Coordination Group for Meteorological Satellites
- Abbreviation: CGMS
- Formation: September 19, 1972
- Type: Non-binding international charter
- Headquarters: Permanent secretariat at EUMETSAT, Darmstadt, Germany
- Website: www.cgms-info.org

= Coordination Group for Meteorological Satellites =

The Coordination Group for Meteorological Satellites (CGMS) is an international organization created in 1972 to coordinate the satellite systems that support global operational meteorology.

== Description ==
CGMS came into being on 19 September 1972, when representatives of the European Space Research Organisation (since 1975 the European Space Agency), Japan, the United States of America, and observers from the World Meteorological Organisation (WMO) and the Joint Planning Staff for the Global Atmospheric Research Programme, met in Washington to discuss questions of compatibility among geostationary meteorological satellites. Since the formation the mandate of CGMS has been extended to include Low Earth Orbit meteorological satellites and to cover other areas of operational space-based environmental monitoring as well as space weather observations from satellites.

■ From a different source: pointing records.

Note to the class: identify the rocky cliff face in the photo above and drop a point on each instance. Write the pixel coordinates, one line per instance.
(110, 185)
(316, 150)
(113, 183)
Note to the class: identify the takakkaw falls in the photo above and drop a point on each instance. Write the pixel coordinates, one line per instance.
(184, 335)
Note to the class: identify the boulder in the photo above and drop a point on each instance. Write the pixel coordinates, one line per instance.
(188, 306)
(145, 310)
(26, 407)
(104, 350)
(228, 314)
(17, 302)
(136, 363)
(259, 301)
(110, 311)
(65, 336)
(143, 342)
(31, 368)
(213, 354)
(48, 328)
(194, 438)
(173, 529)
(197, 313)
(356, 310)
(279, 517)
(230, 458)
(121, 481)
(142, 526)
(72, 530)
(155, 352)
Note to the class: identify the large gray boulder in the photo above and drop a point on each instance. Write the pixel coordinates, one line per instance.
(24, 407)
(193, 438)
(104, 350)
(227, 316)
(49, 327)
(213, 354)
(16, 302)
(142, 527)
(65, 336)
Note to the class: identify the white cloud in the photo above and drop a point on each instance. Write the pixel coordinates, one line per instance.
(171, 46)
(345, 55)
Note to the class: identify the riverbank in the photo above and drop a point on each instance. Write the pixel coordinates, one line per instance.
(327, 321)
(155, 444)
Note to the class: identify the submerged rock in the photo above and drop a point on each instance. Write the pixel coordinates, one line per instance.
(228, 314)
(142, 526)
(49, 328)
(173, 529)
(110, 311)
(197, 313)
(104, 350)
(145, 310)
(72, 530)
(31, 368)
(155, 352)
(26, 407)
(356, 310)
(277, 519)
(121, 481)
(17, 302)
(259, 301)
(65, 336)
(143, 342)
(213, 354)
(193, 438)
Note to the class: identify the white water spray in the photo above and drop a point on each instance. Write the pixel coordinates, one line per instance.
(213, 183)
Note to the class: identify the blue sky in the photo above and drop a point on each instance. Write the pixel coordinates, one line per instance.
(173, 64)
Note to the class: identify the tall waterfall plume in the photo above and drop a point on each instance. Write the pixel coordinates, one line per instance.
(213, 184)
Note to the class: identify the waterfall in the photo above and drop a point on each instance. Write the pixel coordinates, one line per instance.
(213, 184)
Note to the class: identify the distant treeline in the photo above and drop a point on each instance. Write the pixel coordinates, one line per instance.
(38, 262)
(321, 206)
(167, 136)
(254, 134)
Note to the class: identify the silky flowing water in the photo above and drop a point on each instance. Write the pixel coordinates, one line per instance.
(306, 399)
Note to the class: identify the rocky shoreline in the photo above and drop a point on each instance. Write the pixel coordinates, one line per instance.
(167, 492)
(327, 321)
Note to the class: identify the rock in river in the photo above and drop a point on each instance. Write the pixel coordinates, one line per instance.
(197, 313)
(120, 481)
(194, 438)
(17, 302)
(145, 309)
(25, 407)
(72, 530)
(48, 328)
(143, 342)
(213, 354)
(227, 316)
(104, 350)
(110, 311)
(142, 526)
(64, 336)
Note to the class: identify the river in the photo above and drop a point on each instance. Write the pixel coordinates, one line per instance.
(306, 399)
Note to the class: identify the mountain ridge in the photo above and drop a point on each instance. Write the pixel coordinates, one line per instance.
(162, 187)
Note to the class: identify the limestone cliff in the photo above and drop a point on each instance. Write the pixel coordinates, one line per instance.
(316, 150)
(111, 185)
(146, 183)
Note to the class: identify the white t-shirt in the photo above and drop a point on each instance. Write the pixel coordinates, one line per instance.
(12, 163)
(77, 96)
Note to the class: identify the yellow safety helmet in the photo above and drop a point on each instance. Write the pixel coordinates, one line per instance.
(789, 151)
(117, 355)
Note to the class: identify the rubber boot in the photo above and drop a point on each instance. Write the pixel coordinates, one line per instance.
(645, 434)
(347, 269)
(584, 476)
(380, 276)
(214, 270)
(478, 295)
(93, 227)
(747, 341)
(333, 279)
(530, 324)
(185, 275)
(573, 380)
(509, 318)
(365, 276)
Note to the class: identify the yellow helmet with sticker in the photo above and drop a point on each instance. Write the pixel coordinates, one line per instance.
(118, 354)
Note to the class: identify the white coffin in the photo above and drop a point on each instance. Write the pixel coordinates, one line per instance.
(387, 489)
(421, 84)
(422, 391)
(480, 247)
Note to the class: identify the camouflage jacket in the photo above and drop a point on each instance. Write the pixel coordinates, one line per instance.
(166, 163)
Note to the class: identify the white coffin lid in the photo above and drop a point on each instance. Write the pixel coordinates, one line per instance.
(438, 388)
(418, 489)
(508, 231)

The objectives of CGMS are formally laid down in its charter

As of 2021 CGMS has as members 14 national and intergovernmental space agencies, as well as the World Meteorological Organisation and the Intergovernmental Oceanographic Commission:

CGMS Members
| Organisation | Full Name | Year of Accession |
|---|---|---|
| CMA | China Meteorological Administration | 1989 |
| CNES | Centre National d’Etudes Spatiales | 2004 |
| CNSA | China National Space Administration | 2006 |
| ESA | The European Space Agency | 2003 |
| EUMETSAT | European Organisation for the Exploitation of Meteorological Satellites | 1987 |
| IMD | India Meteorological Department | 1979 |
| IOC-UNESCO | Intergovernmental Oceanographic Commission - UNESCO | 2001 |
| ISRO | Indian Space Research Organisation | 2015 |
| JAXA | Japan Aerospace Exploration Agency | 2003 |
| JMA | Japan Meteorological Agency | 1972 |
| KMA | Korea Meteorological Administration | 2005 |
| NASA | National Aeronautics and Space Administration | 2003 |
| NOAA | National Oceanic and Atmospheric Administration | 1972 |
| ROSCOSMOS | Russian Federal Space Agency | 2003 |
| ROSHYDROMET | Federal Service for Hydrometeorology and Environmental Monitoring of Russia | 1973 |
| WMO | World Meteorological Organization | 1973 |

== CGMS activities ==

CGMS coordinates the operational satellite systems of its members in an end-to-end fashion as required to facilitate and develop shared access to and use of satellite data and products in various application area, including operational meteorology. The activities cover:

- Operational Continuity and Contingency Planning
- Coordination of Satellite Systems, Frequencies and Operations
- Coordination of Data Access and End User Support
- Enhancement of the quality of satellite-derived data and Products
- Monitoring of Climate including Greenhouse Gases
- Space Weather Monitoring
- Outreach and training activities

The medium term targets of CGMS are reflected in the CGMS High-Level Priority Plan. The HLPP is a rolling 5-year plan, revised annually by the CGMS plenary session.